The Guam Recorder announced in early 1924 that Hans Hornbostel was headed for the Marianas to conduct research for the Bishop Museum of Hawaii.
In Guam Recorder’s report, Hornbostel boarded the Yokohama-bound Mariana Maru at Apra Harbor on 10 April 1924. Twenty-five passengers, including Hornbostel, aboard this Shimizu-owned vessel were dropped off on Saipan before the ship sailed to Japan.
Hornbostel’s entire itinerary for this trip was unclear except for a mention in the Guam Recorder that he would be gone for several months.
Meanwhile, Hornbostel, who relocated to Manila with his entire family in 1928, wrote a series of articles for a Philippine publication sharing his experiences in the visits to the islands of Saipan, Tinian, and Rota.
Although Hornbostel did not specifically mentioned the inclusive dates of his visit, he provided an engaging read as to the purpose of his stay and the several anecdotes of the people he had ran into including that of Gregorio Sablan.
Hornbostel, when he arrived on Saipan, had to look for a place to stay and he wrote that he found “excellent lodging with Gregorio Sablan, a prominent Chamorro citizen.”
Gregorio is a son of a Spanish padre and a Chamorro mother and had been educated by the Germans in Tsingtao, China. He later became a school master in Saipan, and later still an aide to the former German Governor Fritz of the Mariana Islands.
Fritz was Georg Fritz, the first German administrator of the Northern Mariana Islands in 1899 when the administration of the islands was turned over to Germany. Spain, having lost in the Spanish-American War, ceded the island of Guam to the U.S., and sold the remainder of the Marianas archipelago and the Caroline islands to Germany under the German-Spanish Treaty of 1899 for 25 million pesetas or 17 million marks.

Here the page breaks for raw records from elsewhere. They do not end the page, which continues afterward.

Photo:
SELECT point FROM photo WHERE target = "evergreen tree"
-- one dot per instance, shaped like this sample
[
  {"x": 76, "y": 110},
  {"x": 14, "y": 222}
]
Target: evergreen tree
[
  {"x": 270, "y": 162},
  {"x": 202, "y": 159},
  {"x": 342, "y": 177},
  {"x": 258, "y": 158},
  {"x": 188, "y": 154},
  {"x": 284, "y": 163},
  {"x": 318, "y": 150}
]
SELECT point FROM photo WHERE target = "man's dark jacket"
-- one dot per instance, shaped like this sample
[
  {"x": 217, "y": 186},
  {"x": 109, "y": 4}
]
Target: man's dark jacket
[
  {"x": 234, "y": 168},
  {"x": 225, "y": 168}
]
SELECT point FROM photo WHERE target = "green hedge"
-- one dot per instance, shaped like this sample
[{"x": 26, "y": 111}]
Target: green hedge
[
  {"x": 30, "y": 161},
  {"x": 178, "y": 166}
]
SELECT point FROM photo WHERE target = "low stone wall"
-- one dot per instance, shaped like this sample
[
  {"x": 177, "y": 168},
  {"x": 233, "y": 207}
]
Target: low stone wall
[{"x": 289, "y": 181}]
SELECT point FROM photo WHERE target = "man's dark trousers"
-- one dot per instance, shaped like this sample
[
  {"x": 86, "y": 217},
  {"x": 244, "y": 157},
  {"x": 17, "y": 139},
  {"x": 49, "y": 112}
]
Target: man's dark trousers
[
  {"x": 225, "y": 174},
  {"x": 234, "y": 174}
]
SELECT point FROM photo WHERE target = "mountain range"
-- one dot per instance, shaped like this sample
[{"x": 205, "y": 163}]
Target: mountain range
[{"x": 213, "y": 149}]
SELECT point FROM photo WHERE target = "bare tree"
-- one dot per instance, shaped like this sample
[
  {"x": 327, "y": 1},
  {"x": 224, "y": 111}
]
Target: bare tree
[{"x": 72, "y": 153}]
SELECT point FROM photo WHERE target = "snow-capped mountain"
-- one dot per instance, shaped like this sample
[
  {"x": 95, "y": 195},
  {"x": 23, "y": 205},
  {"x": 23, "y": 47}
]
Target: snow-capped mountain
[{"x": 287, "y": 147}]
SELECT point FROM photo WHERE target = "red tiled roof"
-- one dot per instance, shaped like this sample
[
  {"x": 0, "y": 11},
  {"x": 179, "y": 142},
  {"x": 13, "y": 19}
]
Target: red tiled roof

Hornbostel narrated that Sablan was sent to Rabaul, in New Guinea the year before the outbreak of the first World War. There, he joined the German forces in their campaign against the Australian expeditionary force intent on capturing the German New Guinea.
It was during this time, Hornbostel said, that Sablan was transferred to the German sea raider, Emden, and following its destruction, Sablan became a prisoner of war in Australia.
There, Sablan convinced his captors that he was truly a Guam-born American citizen and that he was conscripted into the force by the Germans to fight for them.
What made Sablan’s story credible was the silence of his fellow prisoners who did not spike his story and so he was released and sent back to Rabaul, New Guinea, as the aide to the Australian Secretary of the Native Affairs.”